Merlina, 20 ans, avait le même problème: «J’avais installé mon compte mail professionnel sur mon smartphone et je n’arrivais plus à déconnecter.» Une semaine plus tard, elle a de nouveau désinstallé le compte pour sa propre protection. Il arrive pourtant que des clients ou des collègues de travail l’appellent sur son mobile pendant son temps libre étant donné que son numéro apparaît dans sa signature mail.

 

Comme le montre notre petit sondage, le phénomène de la joignabilité permanente, à titre privé ou professionnel, concerne surtout les natifs de l’ère numérique.

 

 

1/7 Merlina, 20 ans: «Il arrive que je me sente dépassée quand mon téléphone sonne: quand je suis concentrée sur mon travail, je perds le fil et je dois chaque fois me remettre dans le bain.»

2/7 Cédric, 19 ans: «Quand j’ai beaucoup de travail, je n’ai guère de temps de consulter mon smartphone.
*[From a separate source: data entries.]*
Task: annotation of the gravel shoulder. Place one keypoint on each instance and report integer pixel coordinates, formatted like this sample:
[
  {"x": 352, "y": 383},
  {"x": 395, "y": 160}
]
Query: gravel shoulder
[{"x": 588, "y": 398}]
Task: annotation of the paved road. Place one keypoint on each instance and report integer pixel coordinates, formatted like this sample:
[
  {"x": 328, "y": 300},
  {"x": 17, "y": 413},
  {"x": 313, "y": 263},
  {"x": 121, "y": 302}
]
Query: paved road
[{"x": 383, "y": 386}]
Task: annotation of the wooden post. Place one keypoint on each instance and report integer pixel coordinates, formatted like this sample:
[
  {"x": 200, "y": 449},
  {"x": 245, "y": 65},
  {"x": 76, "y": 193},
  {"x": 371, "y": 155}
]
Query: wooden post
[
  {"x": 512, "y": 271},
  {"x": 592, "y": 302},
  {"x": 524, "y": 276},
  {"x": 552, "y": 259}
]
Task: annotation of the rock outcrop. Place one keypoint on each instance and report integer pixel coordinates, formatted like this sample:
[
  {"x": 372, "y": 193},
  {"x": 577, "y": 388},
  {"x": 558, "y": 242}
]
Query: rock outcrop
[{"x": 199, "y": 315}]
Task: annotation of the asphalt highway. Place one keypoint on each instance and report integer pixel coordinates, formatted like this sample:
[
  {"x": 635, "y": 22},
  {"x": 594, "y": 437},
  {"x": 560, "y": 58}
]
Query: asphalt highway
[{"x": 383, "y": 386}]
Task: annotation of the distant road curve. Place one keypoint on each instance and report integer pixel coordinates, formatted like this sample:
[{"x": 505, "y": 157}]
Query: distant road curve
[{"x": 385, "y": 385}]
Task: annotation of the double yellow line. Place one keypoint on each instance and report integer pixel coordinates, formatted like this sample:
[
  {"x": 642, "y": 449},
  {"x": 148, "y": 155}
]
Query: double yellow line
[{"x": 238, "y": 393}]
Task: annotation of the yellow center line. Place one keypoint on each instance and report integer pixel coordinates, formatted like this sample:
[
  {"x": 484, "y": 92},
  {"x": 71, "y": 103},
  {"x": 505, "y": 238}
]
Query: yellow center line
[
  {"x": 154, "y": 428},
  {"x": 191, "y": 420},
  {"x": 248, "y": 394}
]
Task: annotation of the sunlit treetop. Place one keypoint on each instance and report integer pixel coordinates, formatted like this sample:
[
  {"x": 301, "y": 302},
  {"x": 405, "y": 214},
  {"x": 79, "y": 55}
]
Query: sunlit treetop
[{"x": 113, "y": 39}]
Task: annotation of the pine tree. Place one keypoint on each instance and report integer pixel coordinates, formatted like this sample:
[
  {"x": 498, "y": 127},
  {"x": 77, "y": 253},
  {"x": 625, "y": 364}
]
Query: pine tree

S’il vibre sans arrêt, je préfère le mettre en mode silencieux.»

3/7 Salomon, 24 ans: «J’ai parfois l’impression d’être dépassé. J’essaie alors de prendre mes distances, mais ça ne fonctionne pas toujours.»

4/7 Pauline, 26 ans: «Le weekend, j’essaie de laisser mon smartphone de côté, mais c’est difficile.»

5/7 Ivan, 27 ans: «Dans la vie quotidienne, nous n’arrêtons pas d’empoigner notre smartphone, souvent de manière inconsciente. C’est une addiction. Mais qu’est-ce que je peux y faire? Bien sûr, je peux ranger mon mobile pendant un certain temps. Mais ensuite, je n’arrête pas de me demander si j’ai reçu un message.»

6/7 Sinan, 23 ans: «Je suis joignable 24 heures sur 24. Si quelqu’un m’appelle au milieu de la nuit, je réponds.»

7/7 Esma, 19 ans: «Je suis tout le temps en ligne sur tous les réseaux sociaux et ne commute jamais mon smartphone en mode silencieux.»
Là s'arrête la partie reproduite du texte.